Despite significant cost and minimal evidence that mechanical resuscitation devices benefit patients in cardiac arrest more than resuscitation performed by people, the devices are being used more often than ever, says a new study.
The research, published this month in the Journal of the American Medical Association, found a fourfold increase of the cardiopulmonary resuscitation (CPR) devices among emergency medical technicians in the U.S. over a six-year period.
“It was particularly surprising because the mechanical CPR has not been tested for effectiveness by the FDA, even though it was approved by the FDA,” says T. Greg Rhee of UConn Health, and a study author. “We don’t really know if it is effective in terms of keeping people alive and whether it is cost effective.”
Rhee, along with collaborators at Yale University and University of California, San Francisco, reviewed data from 2010 to 2016, for 892,022 patients nationally who were identified by emergency medical professionals as having an out-of-hospital cardiac arrest.
In settings outside of hospitals, CPR performed manually is still done much more often than by machine — about 69% of the time, the researchers found. However, the mechanical use rose steeply during that time period — from about 2% in 2010 to 8% in 2016.
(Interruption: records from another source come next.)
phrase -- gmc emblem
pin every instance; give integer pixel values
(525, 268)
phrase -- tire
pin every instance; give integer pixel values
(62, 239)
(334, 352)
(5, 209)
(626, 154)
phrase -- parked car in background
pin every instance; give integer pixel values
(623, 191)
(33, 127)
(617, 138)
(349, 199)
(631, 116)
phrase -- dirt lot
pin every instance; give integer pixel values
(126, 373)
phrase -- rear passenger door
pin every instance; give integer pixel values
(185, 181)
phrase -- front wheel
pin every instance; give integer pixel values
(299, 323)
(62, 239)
Increasingly, EMTs are using the devices, even though it’s not clear whether it is more effective than CPR performed by hand, says Rhee, assistant professor of public health sciences who specializes in population-based clinical outcomes research and health care policy.
Scope of the problem
According to the federal Centers for Disease Control and Prevention, every year in the United States, about 735,000 people have a heart attack.
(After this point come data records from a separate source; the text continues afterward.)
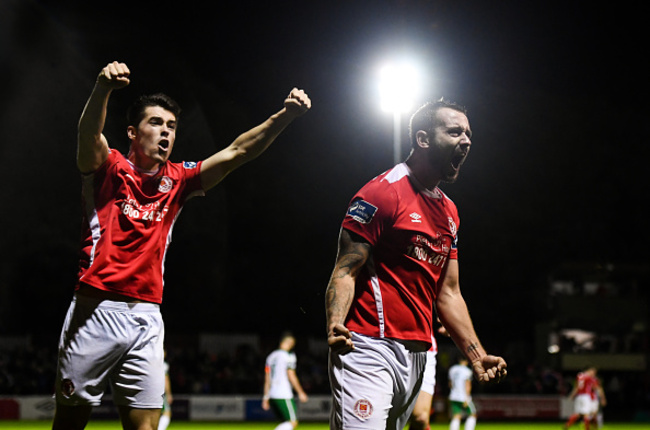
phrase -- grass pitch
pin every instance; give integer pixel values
(185, 425)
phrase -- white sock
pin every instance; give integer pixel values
(470, 423)
(163, 422)
(455, 424)
(285, 426)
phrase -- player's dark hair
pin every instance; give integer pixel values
(425, 117)
(286, 334)
(135, 112)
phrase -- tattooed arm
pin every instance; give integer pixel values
(453, 313)
(352, 254)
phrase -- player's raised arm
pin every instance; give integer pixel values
(253, 142)
(92, 147)
(353, 252)
(454, 315)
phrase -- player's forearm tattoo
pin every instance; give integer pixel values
(473, 347)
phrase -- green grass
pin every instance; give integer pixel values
(184, 425)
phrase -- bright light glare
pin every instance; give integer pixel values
(398, 87)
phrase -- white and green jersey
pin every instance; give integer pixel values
(458, 375)
(277, 364)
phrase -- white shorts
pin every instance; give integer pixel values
(429, 379)
(111, 342)
(375, 385)
(584, 405)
CPR, which is to be done when the heart stops beating, can double or triple the chances of survival after cardiac arrest, when done immediately by keeping the blood flow active, says the American Heart Association.
An increase in incidents of cardiac arrests being treated outside of hospitals along with anecdotal evidence on an uptick in the use of the mechanical intervention helped spur the decision to do the study, according to Rhee.
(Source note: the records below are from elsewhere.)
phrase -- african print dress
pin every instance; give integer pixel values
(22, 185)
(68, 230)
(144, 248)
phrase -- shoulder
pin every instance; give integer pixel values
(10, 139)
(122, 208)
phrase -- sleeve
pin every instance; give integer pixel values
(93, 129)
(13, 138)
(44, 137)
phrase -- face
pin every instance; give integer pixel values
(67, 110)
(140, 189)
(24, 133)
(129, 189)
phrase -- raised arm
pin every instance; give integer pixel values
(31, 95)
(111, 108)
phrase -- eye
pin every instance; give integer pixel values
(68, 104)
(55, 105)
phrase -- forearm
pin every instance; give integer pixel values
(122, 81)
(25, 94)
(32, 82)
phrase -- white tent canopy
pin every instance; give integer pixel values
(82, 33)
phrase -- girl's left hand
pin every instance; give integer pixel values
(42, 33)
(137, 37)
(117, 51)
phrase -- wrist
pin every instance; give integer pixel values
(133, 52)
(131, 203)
CPR is used on the vast majority of people who suffer cardiac arrest outside of hospital settings. Mechanical CPR devices are expensive and prior clinical trials have not provided evidence of benefit for patients when compared with manual CPR, the authors say.
The increase is particularly worrisome, not only because of the uncertainty of clinical benefit associated with device use, but also because of the devices’ known significant costs; mechanical CPR devices are often priced higher than $10,000 per unit.
“Given the high costs of mechanical CPR devices, better evidence is needed to determine whether these devices improve clinically meaningful outcomes for patients treated for out-of-hospital cardiac arrest by emergency services professionals to justify the significant increase in their use,” the researchers wrote.
Rhee says one possible reason for the increased use of machine CPR is marketing done by medical device companies. But more research needs to be done on that question, he says.
More importantly, according to Rhee, more research must be done to determine the effectiveness of machine versus manual CPR, which the researchers are now planning to pursue.
“This is more like an initial step to build further research on mechanical CPR used outside of the hospital setting,” says Rhee.
In addition to Rhee, authors include Peter Kahn and Joseph Ross of the Yale University School of Medicine, and Sanket Dhruva of the University of California, San Francisco.